Protests have been held across the U.S. for multiple days after Floyd, a Black man, died last Monday in Minneapolis police custody after an officer pressed his knee into Floyd's neck for several minutes, even as Floyd said he couldn't breathe.
Officer Derek Chauvin, who was fired from his job, was charged with third-degree murder and second-degree manslaughter on Friday. The three other officers present, also fired, have not been arrested.
Yedlin, who moved from Seattle to join Tottenham in England in 2015, said he's been thinking about a text message from his grandfather for days.

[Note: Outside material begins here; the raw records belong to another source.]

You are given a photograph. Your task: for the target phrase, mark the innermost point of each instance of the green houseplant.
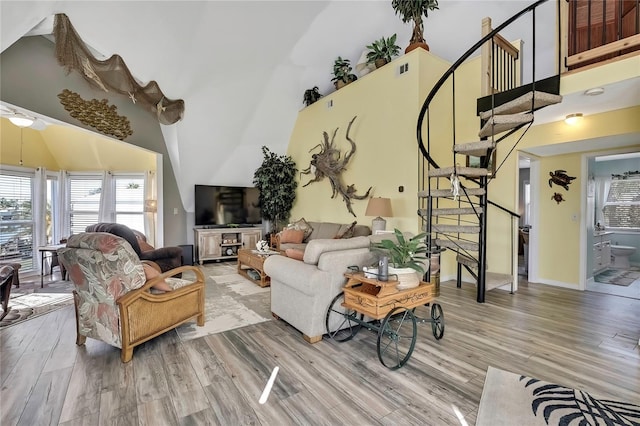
(412, 10)
(275, 179)
(342, 74)
(406, 258)
(382, 51)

"My grandfather texted me and told me he's glad that I am not living in the U.S. right now because he would fear for my life as a young black man," Yedlin said in a series of tweets.
"He was born in 1946, lived through the civil rights movement, lived through some terribly racist times in U.S. history, and now 70 years later he STILL fears for the life of his black grandchild, in the country he and his grandchild were born in...I remember being in elementary school, and having to recite the Pledge of Allegiance which ends 'with liberty and justice for all.'
"Every American needs to ask themselves, is there "liberty and justice for all" and if their answer is yes, then they are part of the problem. In no way are we asking black lives to matter more than white lives, all we’re asking is we are seen as equal, as more than 3/5 of a man, as humans. My heart goes out in solidarity to George Floyd, his family, and all of the countless number of victims that have had their lives taken at the hands of meaningless police brutality."
On Tuesday, Newcastle tweeted a photo of players taking a knee in a gesture of support following Floyd's death.
Liverpool players extended the same gesture Monday at Anfield Stadium, and several teams are marking "Blackout Tuesday," a day for businesses to pause and reflect in the wake of Floyd's death.